Наверху, в его комнате, где недавно побывал и Колосов, Катя тут же прилипла к стеллажам.
— Да тут у вас и правда целая библиотека! Ой, Нин, ты только посмотри: Геродиан, Авсоний, и все литпамятники, мечта букиниста!
— Серию «литпамятников» еще дед начал собирать, правда, он в латинских авторах не больно и сек. Большую часть книг, — Сорокин указал на английские книги, — за границей покупал… муж моей матери.
— Ваш отчим? — переспросила Катя. — А на эту красоту можно взглянуть? — Она указала на роскошный альбом репродукций.
— Конечно. Это я в позапрошлом году из Флоренции привез. Пришлось разориться на пятьдесят баксов.
— Нина, ты только посмотри, что за чудо! — Катя восхищенно листала альбом и увидела вдруг, в середине вязаную кружевную закладку. Открыла.
Это была репродукция средневековой фрески: Христос — Добрый Пастырь и перед ним стадо. А рядом по бокам два крылатых создания. Справа огненное, словно сотканное из бликов пламени. Слева — темное, с черными траурными крыльями.
— Это мозаика из церкви Сан Аполлинаре Нуово в Равенне, шестой век, — сказал Сорокин, заглянув в альбом. — Знаменитая вещица.
— Художник знаменитый? — спросила с любопытством Нина.
— Как раз мастер неизвестен. Мозаика знаменита скорее своим содержанием, чем своим создателем. Предположительно, это самое первое, самое раннее изображение Чужого, которое дошло до наших дней, — сказал Сорокин.
— Чужого? — Нина удивленно посмотрела на него.
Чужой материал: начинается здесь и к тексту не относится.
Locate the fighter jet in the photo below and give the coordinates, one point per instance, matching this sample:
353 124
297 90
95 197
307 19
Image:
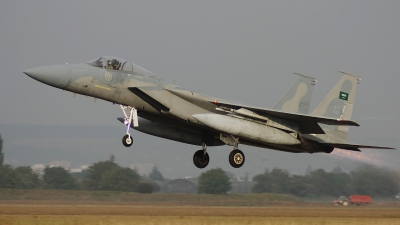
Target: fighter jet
172 112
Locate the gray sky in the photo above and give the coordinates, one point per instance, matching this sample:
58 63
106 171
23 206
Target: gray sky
244 51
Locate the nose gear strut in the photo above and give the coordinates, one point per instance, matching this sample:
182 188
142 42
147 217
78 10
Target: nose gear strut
127 139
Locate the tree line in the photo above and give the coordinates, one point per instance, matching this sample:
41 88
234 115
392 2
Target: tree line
364 180
100 176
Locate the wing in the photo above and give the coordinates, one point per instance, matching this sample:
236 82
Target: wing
354 147
308 124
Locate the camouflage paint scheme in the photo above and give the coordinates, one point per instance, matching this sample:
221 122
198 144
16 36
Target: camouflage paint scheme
172 112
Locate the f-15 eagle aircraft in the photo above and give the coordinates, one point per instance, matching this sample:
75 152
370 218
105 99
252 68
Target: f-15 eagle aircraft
174 113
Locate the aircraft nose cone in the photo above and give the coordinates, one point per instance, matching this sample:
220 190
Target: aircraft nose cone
56 76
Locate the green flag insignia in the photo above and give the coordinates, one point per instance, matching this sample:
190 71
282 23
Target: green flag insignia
344 96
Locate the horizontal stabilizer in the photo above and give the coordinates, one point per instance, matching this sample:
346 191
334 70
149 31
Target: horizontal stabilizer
354 147
306 121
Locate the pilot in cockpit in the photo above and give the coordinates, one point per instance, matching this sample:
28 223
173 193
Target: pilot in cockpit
113 64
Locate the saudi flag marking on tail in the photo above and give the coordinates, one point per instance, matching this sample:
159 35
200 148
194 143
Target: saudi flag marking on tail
344 96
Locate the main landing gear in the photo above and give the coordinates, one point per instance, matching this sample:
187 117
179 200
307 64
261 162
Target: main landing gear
201 158
127 140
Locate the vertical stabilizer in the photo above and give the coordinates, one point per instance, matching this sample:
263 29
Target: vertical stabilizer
339 104
297 99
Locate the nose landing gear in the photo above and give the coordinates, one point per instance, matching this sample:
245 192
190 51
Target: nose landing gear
201 158
236 157
127 139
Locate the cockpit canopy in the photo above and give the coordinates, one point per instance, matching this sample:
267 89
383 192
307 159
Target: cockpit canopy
113 63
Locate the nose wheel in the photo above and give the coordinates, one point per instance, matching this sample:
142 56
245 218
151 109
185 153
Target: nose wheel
201 158
127 139
236 158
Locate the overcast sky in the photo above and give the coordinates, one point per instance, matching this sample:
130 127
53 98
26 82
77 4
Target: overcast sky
244 51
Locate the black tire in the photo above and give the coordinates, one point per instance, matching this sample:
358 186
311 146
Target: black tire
127 141
200 160
236 158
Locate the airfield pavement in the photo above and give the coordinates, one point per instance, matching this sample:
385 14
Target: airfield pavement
104 213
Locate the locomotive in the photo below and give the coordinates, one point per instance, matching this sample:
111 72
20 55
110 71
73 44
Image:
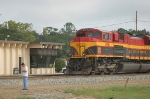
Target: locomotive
93 51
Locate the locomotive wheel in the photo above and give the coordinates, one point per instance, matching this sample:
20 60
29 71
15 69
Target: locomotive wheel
92 73
102 73
111 73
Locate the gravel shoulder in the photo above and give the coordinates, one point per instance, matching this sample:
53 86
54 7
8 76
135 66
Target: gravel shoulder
50 88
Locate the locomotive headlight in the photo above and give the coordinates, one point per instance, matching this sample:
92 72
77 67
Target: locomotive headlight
83 54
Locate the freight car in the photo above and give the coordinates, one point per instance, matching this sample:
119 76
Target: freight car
95 51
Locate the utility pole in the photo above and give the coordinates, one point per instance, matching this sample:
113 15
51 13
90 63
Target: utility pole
136 22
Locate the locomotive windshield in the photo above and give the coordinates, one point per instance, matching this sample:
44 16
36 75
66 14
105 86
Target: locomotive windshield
93 34
81 35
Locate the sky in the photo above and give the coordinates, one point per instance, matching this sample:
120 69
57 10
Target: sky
101 14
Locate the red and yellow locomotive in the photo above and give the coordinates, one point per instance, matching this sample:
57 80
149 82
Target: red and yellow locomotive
95 51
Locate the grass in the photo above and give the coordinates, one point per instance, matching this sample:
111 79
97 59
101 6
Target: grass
25 98
134 92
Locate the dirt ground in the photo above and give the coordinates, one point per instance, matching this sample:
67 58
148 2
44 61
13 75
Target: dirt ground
9 92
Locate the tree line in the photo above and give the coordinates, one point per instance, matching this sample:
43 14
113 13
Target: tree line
18 31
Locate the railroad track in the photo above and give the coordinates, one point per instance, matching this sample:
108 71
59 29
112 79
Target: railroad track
59 76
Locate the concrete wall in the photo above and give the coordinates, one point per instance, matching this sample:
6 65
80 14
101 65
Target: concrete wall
10 51
42 71
9 57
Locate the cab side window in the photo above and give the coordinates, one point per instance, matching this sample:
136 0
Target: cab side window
106 36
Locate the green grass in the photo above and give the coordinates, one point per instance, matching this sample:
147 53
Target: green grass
25 98
134 92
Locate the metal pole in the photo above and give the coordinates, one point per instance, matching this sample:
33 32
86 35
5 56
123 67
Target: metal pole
136 22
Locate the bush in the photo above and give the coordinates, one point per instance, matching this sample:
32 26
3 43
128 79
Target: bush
59 64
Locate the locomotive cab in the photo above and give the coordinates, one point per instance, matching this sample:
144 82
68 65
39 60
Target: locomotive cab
94 51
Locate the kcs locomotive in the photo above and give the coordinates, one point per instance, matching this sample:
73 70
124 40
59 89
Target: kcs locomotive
94 51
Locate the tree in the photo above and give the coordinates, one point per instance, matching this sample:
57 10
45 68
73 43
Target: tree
59 64
18 31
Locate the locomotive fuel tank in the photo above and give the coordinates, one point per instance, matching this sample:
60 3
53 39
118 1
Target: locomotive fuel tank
133 67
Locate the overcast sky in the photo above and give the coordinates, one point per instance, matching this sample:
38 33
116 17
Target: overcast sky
102 14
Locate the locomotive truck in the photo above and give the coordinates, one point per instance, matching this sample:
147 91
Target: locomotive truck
93 51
— Ну да, Чужого, или Демона, Дьявола, Сатаны. Повелителя Мух, Князя Мира, Владыки преисподней, Утренней Падающей Звезды, — Сорокин усмехнулся. — Черный ангел вместе с Пастырем Добрым и Ангелом Света заняты весьма благородным дельцем, отделением овец от козлищ в стаде покорной паствы. Шестой век представлял даже этого Повелителя Мух этаким вот кудрявым женоподобным красавцем, схожим скорее с античным богом, которые в то время еще не покинули окончательно руины своих языческих храмов во всей огромной Римской империи. Великое христианское искусство первых веков во всем сияло ясностью и миром. Все — свет, как видите. И даже вокруг самого Князя Тьмы. Нет даже и намека на надвигающиеся мрачные времена, когда за такую вот еретическую картину мастера могли, как полено, сжечь на костре. — Сорокин, склонив голову, задумчиво рассматривал фреску. — Мастер из Сан Аполлинаре Нуово так и остался неизвестным. Хотя это был великий художник, новатор. Но это и лучше, наверное.
— Отчего же? — спросила Катя.
— Ну, по крайней мере, таким образом он для нас остался полнейшей загадкой. А потом, есть такое поверье, что все, кто осмеливался изобразить Чужого привлекательным, прекрасным существом, кончали очень даже плохо. Мне Георгий рассказывал давно еще (Сорокин тут впервые упомянул имя покойного мужа Александры Модестовны) О Михаиле Врубеле. Он мемуары очевидца читал, посещавшего художника в доме умалишенных под Киевом. Прямо мороз по коже. Он сидел в карцере, обитом войлоком. Бросался на стены, потому что ему постоянно казалось, что по комнате ползают тысячи гигантских мокриц. Страшный конец для создателя «Демона» и «Принцессы Грезы», не так ли?